Greetings, my blog readers!
This is my first post in 2018. In this post I will share with you a very simple way of performing inference using Approximate Bayesian Computation (ABC) – not to be confused with Approximate Bootstrap Confidence interval, which is also “ABC”.
Let’s say we have observed some data, and are interested to test if there was a change in behaviour in whatever generated the data. For example, we could be monitoring the total amount that is spent/transferred from some account, and we would like to see if there was a shift in how much is being spent/transferred. Figure below shows what the data could look like. After we have eye-balled the graph, we think that all observations after item 43 belong to the changed behaviour (cutoff=43), and we separate the two by colour.
The first question that we can ask is about the means of the blue and the red regions: are they the same? In the figure above I am showing the mean and standard deviations for the two sets. We can run a basic bootstrap with replacement to check if the difference in the means is possibly accidental.

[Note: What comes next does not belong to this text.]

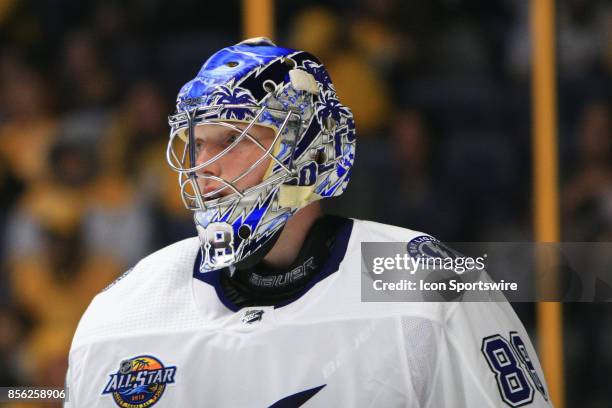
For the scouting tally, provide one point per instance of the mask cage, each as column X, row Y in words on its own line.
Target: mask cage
column 181, row 151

In the figure above basic_bootstrap generates a distribution of means of randomly sampled sets. The confidence interval is first computed as non-parametric. But a quick comparison with 95th CI using normal standard scores shows that the simulated and the non-simulated confidence intervals around the means are very close. Most importantly, the confidence intervals for the blue and red region means overlap, and thus we would have to accept the null hypothesis that the population means are the same and differences seen here are accidental.
Note how unsatisfying this result is. If we use some other test, like one-way ANOVA from scipy.stats.f_oneway, we get a p-value that is too high to accept an alternative hypothesis. However, if we plot the CDFs of the blue and the red data, we can clearly see that larger values are prevailing in the latter:
Approximate Bayesian Computation
Approximate Bayesian Computation (ABC) relates to probabilistic programming methods and allows us to quantify uncertainty more exactly than a simple CI. A pretty good summary of ABC can be found on Wikipedia. If we are monitoring transactions occurring over time, we may be interested in generating alerts when an amount is above a threshold (for example, your bank could have a monitoring system in place to safeguard you against credit card fraud). If, instead of comparing means of red and blue region, we decided to answer the question about how likely are we to see more trades above the threshold in the red vs. the blue data regions, we could use ABC.
To execute an ABC test on the difference in the number of trades above a threshold in the blue and red data regions, we begin by choosing the threshold! Take a look at the CDF plot above. We see that approximately half of red data is above 20. Whereas only 25% of blue data is above 20. Let’s set our threshold at 20. The ABC is a simple simulation algorithm where we repeatedly perform sample and compare steps. What can we sample here? We will sample from two normal distributions, each with the means set to the fraction of trades above our threshold. I will use Normal distribution, but it is purely a choice of convenience. Ok, what can we compare here? We will compare the number of trades that could have been above the threshold when the data they come from is sampled from the distributions we have chosen as our priors. And we store away the ones that are consistent with it. If we repeat this many times under the two parameterisations, we should build-up two distributions that can be used to answer the main question – how likely are we to obtain more trades above the chosen threshold in the red vs. the blue data sets. The code below does exactly that.
We obtain a very high probability of seeing more trades above the threshold in the red vs. the blue region.